While the surprise jump in initial claims for unemployment benefits was blamed on factors ranging from spring break layoffs to the introduction of an emergency benefits program, economists said it corroborated reports this week indicating a loss of momentum in job creation.
New claims for state jobless benefits rose 43,000 to 474,000, the highest since mid-August, the Labor Department said on Thursday. Economists had expected claims to fall.
One factor that likely helped push claims up and that could prove lingering were auto layoffs brought about by supply disruptions from Japan’s earthquake and tsunami.
A second report showed nonfarm productivity increased at a 1.6 percent annual rate in the first three months of the year, braking from a 2.9 percent pace in the fourth quarter.
“We do not think that the entire rise in claims over the last month can be explained by special factors alone,” said Harm Bandholz, chief U.S. economist at UniCredit Research in New York. “It seems instead as if the improvement in the labor market slowed a bit.”
The data, a day before the U.S. government’s comprehensive employment report for April, was the latest to suggest a softening in the jobs market.
Other reports this week showed weaker employment growth in the manufacturing and services sectors in April and a step back in private hiring, suggesting Friday’s closely watched data could prove weaker than economists have been expecting.
An industry survey released on Thursday found hiring by U.S. small businesses almost ground to a halt in April.
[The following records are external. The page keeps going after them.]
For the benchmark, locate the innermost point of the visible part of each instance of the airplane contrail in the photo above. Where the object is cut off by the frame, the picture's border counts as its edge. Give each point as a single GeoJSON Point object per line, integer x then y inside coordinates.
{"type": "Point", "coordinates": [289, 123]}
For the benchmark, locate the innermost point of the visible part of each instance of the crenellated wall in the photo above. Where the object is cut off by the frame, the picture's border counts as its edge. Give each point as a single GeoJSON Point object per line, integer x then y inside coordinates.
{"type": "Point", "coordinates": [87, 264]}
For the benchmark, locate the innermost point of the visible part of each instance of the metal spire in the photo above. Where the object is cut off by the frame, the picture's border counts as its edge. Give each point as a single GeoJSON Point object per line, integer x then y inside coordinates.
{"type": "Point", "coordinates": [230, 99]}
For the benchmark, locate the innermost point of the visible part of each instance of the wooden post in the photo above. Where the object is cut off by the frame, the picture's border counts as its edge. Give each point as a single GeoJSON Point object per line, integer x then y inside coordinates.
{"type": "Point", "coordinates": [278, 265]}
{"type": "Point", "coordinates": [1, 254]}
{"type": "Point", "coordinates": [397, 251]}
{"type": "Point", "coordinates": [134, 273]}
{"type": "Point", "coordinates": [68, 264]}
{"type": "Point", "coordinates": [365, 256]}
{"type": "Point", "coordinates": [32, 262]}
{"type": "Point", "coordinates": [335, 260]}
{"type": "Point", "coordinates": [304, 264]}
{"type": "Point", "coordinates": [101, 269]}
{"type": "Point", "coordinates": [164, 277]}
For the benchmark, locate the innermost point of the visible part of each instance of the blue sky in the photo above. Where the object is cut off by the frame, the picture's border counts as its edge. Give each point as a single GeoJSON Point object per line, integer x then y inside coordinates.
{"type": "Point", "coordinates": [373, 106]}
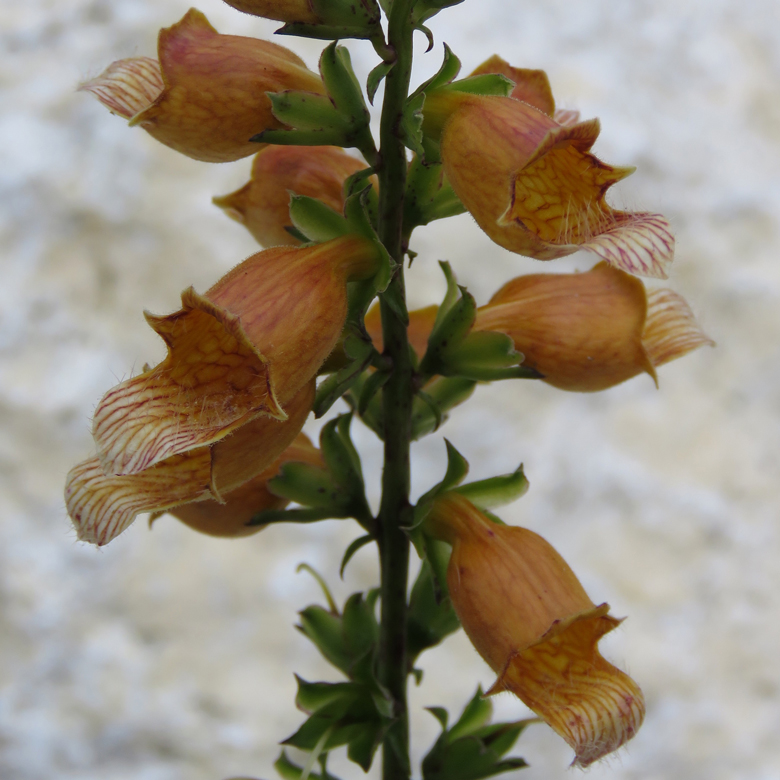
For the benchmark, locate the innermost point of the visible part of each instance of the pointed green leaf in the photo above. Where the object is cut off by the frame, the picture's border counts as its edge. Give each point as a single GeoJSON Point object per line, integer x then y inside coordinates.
{"type": "Point", "coordinates": [375, 79]}
{"type": "Point", "coordinates": [306, 111]}
{"type": "Point", "coordinates": [315, 220]}
{"type": "Point", "coordinates": [496, 491]}
{"type": "Point", "coordinates": [324, 629]}
{"type": "Point", "coordinates": [484, 84]}
{"type": "Point", "coordinates": [361, 541]}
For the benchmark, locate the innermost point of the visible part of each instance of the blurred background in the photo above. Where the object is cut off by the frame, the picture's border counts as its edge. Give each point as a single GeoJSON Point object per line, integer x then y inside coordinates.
{"type": "Point", "coordinates": [170, 655]}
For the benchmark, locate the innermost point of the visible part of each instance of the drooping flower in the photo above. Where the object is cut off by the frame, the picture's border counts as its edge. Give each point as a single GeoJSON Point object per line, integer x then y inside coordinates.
{"type": "Point", "coordinates": [583, 332]}
{"type": "Point", "coordinates": [263, 204]}
{"type": "Point", "coordinates": [229, 519]}
{"type": "Point", "coordinates": [240, 368]}
{"type": "Point", "coordinates": [531, 183]}
{"type": "Point", "coordinates": [528, 616]}
{"type": "Point", "coordinates": [243, 349]}
{"type": "Point", "coordinates": [206, 96]}
{"type": "Point", "coordinates": [102, 505]}
{"type": "Point", "coordinates": [590, 331]}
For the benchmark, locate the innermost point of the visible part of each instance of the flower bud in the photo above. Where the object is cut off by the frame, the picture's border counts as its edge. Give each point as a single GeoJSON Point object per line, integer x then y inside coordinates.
{"type": "Point", "coordinates": [533, 186]}
{"type": "Point", "coordinates": [263, 204]}
{"type": "Point", "coordinates": [102, 505]}
{"type": "Point", "coordinates": [589, 331]}
{"type": "Point", "coordinates": [528, 616]}
{"type": "Point", "coordinates": [243, 349]}
{"type": "Point", "coordinates": [229, 519]}
{"type": "Point", "coordinates": [212, 98]}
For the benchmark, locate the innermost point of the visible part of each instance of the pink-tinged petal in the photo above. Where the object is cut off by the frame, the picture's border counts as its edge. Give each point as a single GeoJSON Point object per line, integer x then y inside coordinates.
{"type": "Point", "coordinates": [101, 506]}
{"type": "Point", "coordinates": [671, 330]}
{"type": "Point", "coordinates": [127, 87]}
{"type": "Point", "coordinates": [567, 116]}
{"type": "Point", "coordinates": [638, 243]}
{"type": "Point", "coordinates": [564, 679]}
{"type": "Point", "coordinates": [531, 86]}
{"type": "Point", "coordinates": [212, 382]}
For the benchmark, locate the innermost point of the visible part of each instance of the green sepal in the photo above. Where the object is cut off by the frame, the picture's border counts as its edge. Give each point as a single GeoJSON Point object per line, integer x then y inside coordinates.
{"type": "Point", "coordinates": [339, 19]}
{"type": "Point", "coordinates": [360, 354]}
{"type": "Point", "coordinates": [495, 491]}
{"type": "Point", "coordinates": [316, 221]}
{"type": "Point", "coordinates": [457, 469]}
{"type": "Point", "coordinates": [429, 410]}
{"type": "Point", "coordinates": [342, 85]}
{"type": "Point", "coordinates": [307, 111]}
{"type": "Point", "coordinates": [473, 749]}
{"type": "Point", "coordinates": [485, 84]}
{"type": "Point", "coordinates": [333, 491]}
{"type": "Point", "coordinates": [485, 356]}
{"type": "Point", "coordinates": [341, 714]}
{"type": "Point", "coordinates": [450, 67]}
{"type": "Point", "coordinates": [339, 118]}
{"type": "Point", "coordinates": [428, 195]}
{"type": "Point", "coordinates": [290, 771]}
{"type": "Point", "coordinates": [375, 79]}
{"type": "Point", "coordinates": [431, 617]}
{"type": "Point", "coordinates": [425, 9]}
{"type": "Point", "coordinates": [370, 388]}
{"type": "Point", "coordinates": [324, 629]}
{"type": "Point", "coordinates": [410, 129]}
{"type": "Point", "coordinates": [347, 639]}
{"type": "Point", "coordinates": [354, 546]}
{"type": "Point", "coordinates": [358, 13]}
{"type": "Point", "coordinates": [454, 350]}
Boosting employment is critical to reinvigorating a recovery weighed down by high food and energy prices. Growth slowed to a 1.8 percent annual rate in the first quarter after a 3.1 percent expansion in the final three months of 2010.
Economists anticipate a pick-up in growth but the prediction could be in jeopardy if the stream of weak data persists.
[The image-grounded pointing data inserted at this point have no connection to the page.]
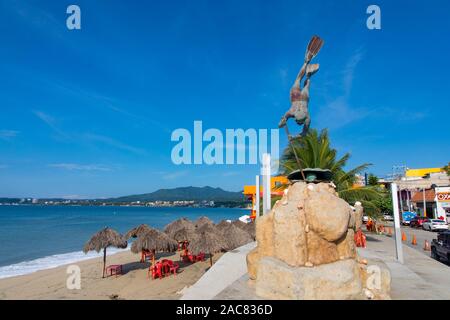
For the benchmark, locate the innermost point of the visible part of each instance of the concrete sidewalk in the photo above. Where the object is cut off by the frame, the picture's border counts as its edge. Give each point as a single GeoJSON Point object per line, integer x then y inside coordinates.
{"type": "Point", "coordinates": [229, 268]}
{"type": "Point", "coordinates": [419, 278]}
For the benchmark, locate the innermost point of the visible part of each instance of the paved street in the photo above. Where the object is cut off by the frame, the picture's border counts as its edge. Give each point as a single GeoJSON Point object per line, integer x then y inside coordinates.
{"type": "Point", "coordinates": [421, 236]}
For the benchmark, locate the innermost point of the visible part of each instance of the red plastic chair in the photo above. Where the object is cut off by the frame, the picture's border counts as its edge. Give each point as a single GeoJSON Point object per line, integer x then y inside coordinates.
{"type": "Point", "coordinates": [157, 270]}
{"type": "Point", "coordinates": [200, 257]}
{"type": "Point", "coordinates": [173, 267]}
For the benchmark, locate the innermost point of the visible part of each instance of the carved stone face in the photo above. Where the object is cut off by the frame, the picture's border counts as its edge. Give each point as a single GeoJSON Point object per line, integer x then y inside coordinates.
{"type": "Point", "coordinates": [311, 69]}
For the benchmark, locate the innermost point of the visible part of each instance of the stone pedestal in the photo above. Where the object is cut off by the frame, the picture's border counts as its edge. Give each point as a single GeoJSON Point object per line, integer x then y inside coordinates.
{"type": "Point", "coordinates": [306, 249]}
{"type": "Point", "coordinates": [338, 280]}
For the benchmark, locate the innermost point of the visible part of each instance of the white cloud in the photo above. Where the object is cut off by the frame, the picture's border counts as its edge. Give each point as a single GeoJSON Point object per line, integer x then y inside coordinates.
{"type": "Point", "coordinates": [80, 167]}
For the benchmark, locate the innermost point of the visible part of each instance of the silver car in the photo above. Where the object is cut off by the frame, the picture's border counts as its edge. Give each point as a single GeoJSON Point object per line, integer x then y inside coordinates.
{"type": "Point", "coordinates": [434, 225]}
“The data is not consistent with the type of growth numbers that are anticipated for the economy over the balance of the year,” said Steven Ricchiuto, chief economist at Mizuho Securities in New York.
The claims data fell outside the survey period for the April employment report, which is expected to show the jobless rate holding at a two-year low of 8.8 percent.
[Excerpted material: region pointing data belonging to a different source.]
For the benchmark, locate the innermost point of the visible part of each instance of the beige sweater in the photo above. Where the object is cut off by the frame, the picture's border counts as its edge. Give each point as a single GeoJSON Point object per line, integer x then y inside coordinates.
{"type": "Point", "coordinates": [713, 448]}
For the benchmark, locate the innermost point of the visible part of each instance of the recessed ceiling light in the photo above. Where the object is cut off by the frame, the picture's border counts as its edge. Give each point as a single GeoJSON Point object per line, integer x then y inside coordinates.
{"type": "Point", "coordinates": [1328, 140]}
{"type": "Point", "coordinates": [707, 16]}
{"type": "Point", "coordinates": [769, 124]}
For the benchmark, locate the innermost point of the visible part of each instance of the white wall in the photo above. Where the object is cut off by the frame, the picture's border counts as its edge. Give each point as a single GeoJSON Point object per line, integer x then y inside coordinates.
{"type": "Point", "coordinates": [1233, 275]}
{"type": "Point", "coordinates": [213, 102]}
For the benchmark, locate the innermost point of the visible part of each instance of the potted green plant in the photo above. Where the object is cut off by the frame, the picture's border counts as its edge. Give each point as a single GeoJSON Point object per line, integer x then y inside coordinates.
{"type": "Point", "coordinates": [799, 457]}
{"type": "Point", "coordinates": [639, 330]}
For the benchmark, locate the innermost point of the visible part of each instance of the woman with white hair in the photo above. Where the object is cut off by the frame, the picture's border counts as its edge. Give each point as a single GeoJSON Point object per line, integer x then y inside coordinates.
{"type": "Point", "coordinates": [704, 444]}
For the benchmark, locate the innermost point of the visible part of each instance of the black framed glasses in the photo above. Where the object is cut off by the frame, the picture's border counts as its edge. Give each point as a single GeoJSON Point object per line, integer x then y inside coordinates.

A Reuters survey found economists expect that report to show an increase of 186,000 in nonfarm payrolls, which rose by 216,000 in March — the most in 10 months. However, that forecast was made before this week’s run of soft data.
U.S. stocks fell for the fourth day in a row. They were pressured by the claims report and a drop in energy shares as oil prices fell. Government debt prices rose for a sixth straight session. The dollar gained against the euro after the European Central Bank offered few clues on the timing of future interest rate increases.
Reports from retailers showed a late Easter boosted sales of clothing and other holiday-related items in April, but stores warned rising costs and a weak labor market would dampen purchases over the next several months.
A Labor Department official said spring break layoffs in New York added about 25,000 to the jobless benefit rolls last week. He said the start of an emergency benefits program in Oregon also helped lift the number of claims.
Many states in the Northeast allow for non-teaching staff to file for unemployment benefits when schools close for spring and summer breaks. The department tries to adjust its figures to take into account these seasonal fluctuations but New York’s spring break occurred at an unusual time this year.
Tornadoes that struck parts of the country could also have accounted for a small number of claims.
“We are hesitant to take too strong of a signal from the recent increase in claims data and will look to upcoming reports before suggesting that the upturn in claims is a sign that the labor market has lost momentum,” said Michael Gapen, a senior economist at Barclays Capital in New York.
The slowdown in productivity in the first quarter reflected the softening in growth, but also suggested businesses may soon need to step up hiring.
“It’s not unusual at this stage of the cycle to see productivity slowing. We’re seeing hiring, it’s not very rapid, but companies cannot squeeze more out of their workers anymore,” said Yelena Shulyatyeva, an economist at BNP Paribas in New York.
The data showed a slight gain in wage-related price pressures, which nevertheless were muted. Unit labor costs, which gauge the cost of labor for any given unit of output, rose at a 1 percent rate after dropping 1 percent in the fourth quarter.